Publisher: Sony Computer Entertainment
ESRB: M for Mature
The overwhelming excitement I had when Everybody’s Gone to the Rapture was announced was tangible. I had watched the trailer on several occasions, seen the interviews and checked out the screenshots. What I had hoped for was a game that would tie in the biblical idea of the Rapture with some obviously fictional narrative. What I ended up with; was a beautiful game, with an incredibly confusing story, and 5 hours of my life that I can’t account for.
It’s 1984 in the Village of Yaughton, in the Shropshire countryside. You don’t know who you are, why you are there, and there is no one around to answer your questions. You immediately hear a looped recording playing over a radio. As you make your way closer to the sound and press the “X” button to activate the radio, you hear a snippet of a story from a young woman mentioning some testing being conducted at the nearby observatory. From this point on, the virtual world is yours to explore. As you make your way around the village you find circulating beams of light that emanate a deep bass-y rumble. Upon approaching the light, you become audience to bursts of energy reenacting parts of a story from the past. How long into the past? It’s difficult to say. There has been some conflict with the villagers and the scientists living in the town, but the underlying story has yet to be discovered.
Spiritual: It’s initially unclear where the people of the town have disappeared to. There seems to be some contention between the town’s priest and some of the townsfolk. However there is nothing of biblical or spiritual value to be had throughout the game.
Violence: There are some scenes of reenacted violence while you are watching the energy bursts relive some time of their past.
Language: There are a few instances of adult language, namely “sh$%” and “f#$k”.
Sexual Content: There is a reenacted story implying adultery within the narrative of the game.

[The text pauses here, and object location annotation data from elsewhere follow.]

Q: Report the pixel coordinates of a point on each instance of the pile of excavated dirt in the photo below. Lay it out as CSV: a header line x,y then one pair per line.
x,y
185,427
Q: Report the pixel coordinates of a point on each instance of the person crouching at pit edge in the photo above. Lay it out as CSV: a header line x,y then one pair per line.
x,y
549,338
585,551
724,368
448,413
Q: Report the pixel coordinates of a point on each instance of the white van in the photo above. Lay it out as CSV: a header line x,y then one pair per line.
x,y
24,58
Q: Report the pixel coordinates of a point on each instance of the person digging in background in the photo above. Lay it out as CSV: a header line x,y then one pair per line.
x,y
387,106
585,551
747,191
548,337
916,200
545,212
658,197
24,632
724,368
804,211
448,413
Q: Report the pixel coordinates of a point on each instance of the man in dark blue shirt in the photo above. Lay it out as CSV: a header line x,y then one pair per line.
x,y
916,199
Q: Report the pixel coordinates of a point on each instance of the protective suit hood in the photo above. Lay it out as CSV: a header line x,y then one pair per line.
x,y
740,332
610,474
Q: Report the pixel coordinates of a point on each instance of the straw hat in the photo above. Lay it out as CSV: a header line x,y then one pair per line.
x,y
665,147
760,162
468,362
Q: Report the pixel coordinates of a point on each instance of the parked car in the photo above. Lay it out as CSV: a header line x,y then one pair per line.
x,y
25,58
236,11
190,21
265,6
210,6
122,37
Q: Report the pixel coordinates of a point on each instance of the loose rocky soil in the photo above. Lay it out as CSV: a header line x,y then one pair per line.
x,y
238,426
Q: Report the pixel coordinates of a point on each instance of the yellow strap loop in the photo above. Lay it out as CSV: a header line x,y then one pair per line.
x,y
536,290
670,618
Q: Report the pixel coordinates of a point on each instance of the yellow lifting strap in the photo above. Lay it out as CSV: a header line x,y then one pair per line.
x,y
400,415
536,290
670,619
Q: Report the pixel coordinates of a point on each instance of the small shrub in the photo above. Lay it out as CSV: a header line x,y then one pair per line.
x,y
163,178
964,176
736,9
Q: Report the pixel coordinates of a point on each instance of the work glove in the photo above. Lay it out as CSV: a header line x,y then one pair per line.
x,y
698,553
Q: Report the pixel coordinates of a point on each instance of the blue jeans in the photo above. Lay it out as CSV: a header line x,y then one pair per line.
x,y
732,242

The simplicity of the game is refreshing. As some have called it a “walking simulator,” it’s not far off from the truth. You spend a majority of your time walking around, discovering the aforementioned energy bursts. The only button you will use is the “X” button to interact with the radios, telephones, and light switches. One can gradually walk faster by holding down the “R2” button, however this is never once mentioned in Rapture and I only discovered this feature after finishing the game and reading about it on the internet. Having to walk slowly around the map was frustrating most of the time, and the only reason I forced myself through the game in one sitting was because I anticipated something interesting to happen. Unfortunately that moment never came, and I inevitably ended the game disappointed and confused.
The environment in Rapture is beautiful-some of the best graphics I have seen in a game. I was incredibly motivated to see absolutely everything within the game. The small details within each home made it feel like there was a lot of thought and heart put into the design. Cars were lined in random fashion throughout the town, and houses abandoned in lived-in condition at the moment this “rapture” took place. Signs of a quarantine adorned the shops in the town, alluding to some sort of pathogen that had struck the villagers. Most of the map was available to explore, but the outer boundaries were blocked off by law enforcement vehicles and sawhorses, giving the illusion of a town that was completely sheltered in. Even the water effects in the small pond mid-town were entrancing. More games should look the way Rapture looks.
Everything I wanted to love about this game failed to meet my expectations. In the 5.5 hours it took to complete, I felt like I was constantly waiting for something intense to happen. The story that was told through the energy bursts and radio loops was sporadic and vague. I began to grasp some of the story, but by the end of the game, I put down the controller incredibly confused by what I had just experienced.
Perhaps the burden of understanding Everybody’s Gone to the Rapture lies more on the intellectual side of science such as physics that I just didn’t have within me. Some of the references made were well above my head, and while I had a desire to actually know the story being told, I just couldn’t grasp it. I felt the same way I felt during the finale of Lost: I think I had an idea of what was going on, but it was too ambiguous for my taste and you, dear reader, may feel the same.